Perhaps, but spellcheck programs are culturally specific, and the language of technology is still a written one demanding precision.
Think of the dangers of pharmacists misspelling drug names, or of civil engineers being unclear in their bridge-building instructions.
Indeed, meaning itself is too often predicated upon those annoying little squiggles we call punctuation.
There’s a huge difference, for example, between telling your beloved, “I’m sorry; I love you” and, “I’m sorry I love you.”
Try it on your other half if you doubt me.
So, what’s caused this decline? Is it simply a text message culture?
First, teachers are not the primary problem.
They must follow the curriculum set down for them – one that has de-emphasised the rules of language structures in the name of a “whole language” approach that, since the 1980s, has taught reading and writing holistically.
Of course, “whole language” has a role.
After all, children learn to speak by listening to familial conversations in real-life contexts, not by studying words in isolation.
But we don’t learn number facts casually by osmosis. We learn them only via the rules of arithmetic followed by regular practice.
Thirty years ago, as a primary classroom teacher, I was frustrated at my own students’ inability to grasp basic spelling and punctuation.
As a child, I had learnt much about language structure from my own teachers’ dictation lessons.
Sadly, the “whole language” approach rejects such strategies as “artificial”.
But, in frustration, I turned to dictation.
The improvements in children’s spelling, punctuation and grammar were both enormous and immediate.
Importantly, the children loved it – a fact that reminds us how students themselves can learn that precise language matters, and that to self-improve one’s language is actually to self-empower.
Even so, the research also reveals that too many classroom teachers are not confident in their own grammar and punctation skills.
Again, this is not their fault: their own schooling was lacking in these areas, and university teacher education curriculum has not adequately equipped student teachers for this role.
But declining standards of classroom discipline appear to be a bigger issue.
Indeed, Australian classrooms are now among the most chaotic in the world, with a 2018 OECD report ranking us 70th among 77 nations. Put simply, children cannot learn in loud and disruptive environments, and especially not when teachers are obliged to interrupt lesson to quieten noisy students.
Sadly, teachers’ ability to control disruptive classrooms is too often undermined by entitled ‘Karen’ parents who storm principals’ offices insisting their Little Johnny is not undisciplined but merely “special”.
The teaching-learning equation for successful outcomes is therefore a complex one.

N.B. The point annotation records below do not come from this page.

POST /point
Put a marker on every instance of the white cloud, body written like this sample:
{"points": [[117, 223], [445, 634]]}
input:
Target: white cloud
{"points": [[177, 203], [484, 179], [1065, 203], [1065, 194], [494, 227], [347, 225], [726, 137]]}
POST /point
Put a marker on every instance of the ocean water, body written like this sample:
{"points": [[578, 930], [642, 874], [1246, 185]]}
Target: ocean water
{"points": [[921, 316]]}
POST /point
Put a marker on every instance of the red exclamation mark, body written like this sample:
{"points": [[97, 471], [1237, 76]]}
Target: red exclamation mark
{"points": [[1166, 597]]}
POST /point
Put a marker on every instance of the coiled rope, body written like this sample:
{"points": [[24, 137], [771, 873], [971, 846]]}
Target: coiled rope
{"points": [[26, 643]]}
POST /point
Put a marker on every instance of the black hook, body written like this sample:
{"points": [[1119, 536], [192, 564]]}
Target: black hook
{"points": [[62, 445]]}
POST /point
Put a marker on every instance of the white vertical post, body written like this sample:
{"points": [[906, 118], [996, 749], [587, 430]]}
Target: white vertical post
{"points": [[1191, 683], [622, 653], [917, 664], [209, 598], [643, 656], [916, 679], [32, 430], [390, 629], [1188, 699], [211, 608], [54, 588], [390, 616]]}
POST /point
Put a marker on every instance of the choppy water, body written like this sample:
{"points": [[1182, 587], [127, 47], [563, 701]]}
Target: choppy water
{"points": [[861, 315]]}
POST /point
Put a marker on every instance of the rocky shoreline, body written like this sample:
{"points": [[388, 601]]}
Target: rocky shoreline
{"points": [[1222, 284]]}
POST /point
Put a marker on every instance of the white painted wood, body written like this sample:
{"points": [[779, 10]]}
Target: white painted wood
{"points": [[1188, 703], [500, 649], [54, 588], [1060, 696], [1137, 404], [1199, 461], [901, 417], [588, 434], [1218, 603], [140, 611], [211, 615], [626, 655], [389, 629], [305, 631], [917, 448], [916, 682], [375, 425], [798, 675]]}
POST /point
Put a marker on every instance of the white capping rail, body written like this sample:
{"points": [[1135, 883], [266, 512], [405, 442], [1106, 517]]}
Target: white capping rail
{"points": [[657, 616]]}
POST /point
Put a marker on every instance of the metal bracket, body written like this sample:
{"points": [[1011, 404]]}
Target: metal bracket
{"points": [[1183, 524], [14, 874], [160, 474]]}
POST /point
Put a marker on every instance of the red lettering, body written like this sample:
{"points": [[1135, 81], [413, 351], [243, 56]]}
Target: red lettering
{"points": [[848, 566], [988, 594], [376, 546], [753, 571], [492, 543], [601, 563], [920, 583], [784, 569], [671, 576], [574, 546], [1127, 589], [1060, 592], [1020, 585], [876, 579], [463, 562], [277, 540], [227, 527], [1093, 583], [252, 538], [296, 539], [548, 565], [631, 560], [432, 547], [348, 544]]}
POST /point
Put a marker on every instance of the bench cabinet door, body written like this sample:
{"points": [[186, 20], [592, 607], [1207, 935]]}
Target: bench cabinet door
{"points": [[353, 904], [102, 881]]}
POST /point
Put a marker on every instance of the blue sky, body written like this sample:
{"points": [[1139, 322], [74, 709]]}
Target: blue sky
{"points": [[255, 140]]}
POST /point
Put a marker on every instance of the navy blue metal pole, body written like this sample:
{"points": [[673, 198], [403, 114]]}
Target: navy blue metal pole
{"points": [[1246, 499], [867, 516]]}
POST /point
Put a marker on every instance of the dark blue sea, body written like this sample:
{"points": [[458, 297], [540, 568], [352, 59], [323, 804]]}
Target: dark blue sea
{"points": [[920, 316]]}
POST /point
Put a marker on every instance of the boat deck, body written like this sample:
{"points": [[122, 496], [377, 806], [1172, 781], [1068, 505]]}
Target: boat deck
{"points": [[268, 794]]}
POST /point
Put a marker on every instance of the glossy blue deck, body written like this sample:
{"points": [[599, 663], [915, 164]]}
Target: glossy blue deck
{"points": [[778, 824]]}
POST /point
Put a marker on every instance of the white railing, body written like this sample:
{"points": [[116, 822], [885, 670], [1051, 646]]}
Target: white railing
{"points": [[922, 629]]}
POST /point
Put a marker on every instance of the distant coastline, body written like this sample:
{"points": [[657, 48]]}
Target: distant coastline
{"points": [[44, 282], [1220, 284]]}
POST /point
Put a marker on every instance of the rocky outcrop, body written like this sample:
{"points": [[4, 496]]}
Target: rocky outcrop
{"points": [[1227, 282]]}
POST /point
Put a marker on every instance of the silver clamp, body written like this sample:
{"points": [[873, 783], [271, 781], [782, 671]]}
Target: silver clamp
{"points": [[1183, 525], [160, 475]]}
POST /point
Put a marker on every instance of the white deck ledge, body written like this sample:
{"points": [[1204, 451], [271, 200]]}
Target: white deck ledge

It requires both the political will of education ministers to oversee change, and professional and cultural co-operation of other stakeholders to effect that change.
But it can be done.
If state education departments revise curriculums to emphasise written language structures, if they also empower school principals to introduce tighter classroom management practices, and if university teacher-training courses reflect these changes, then we are halfway to reversing our crisis of literacy.
The other half of the journey, of course, is travelled by parents.
But if they are unwilling to invest in their kids’ future, then the equation amounts to zero.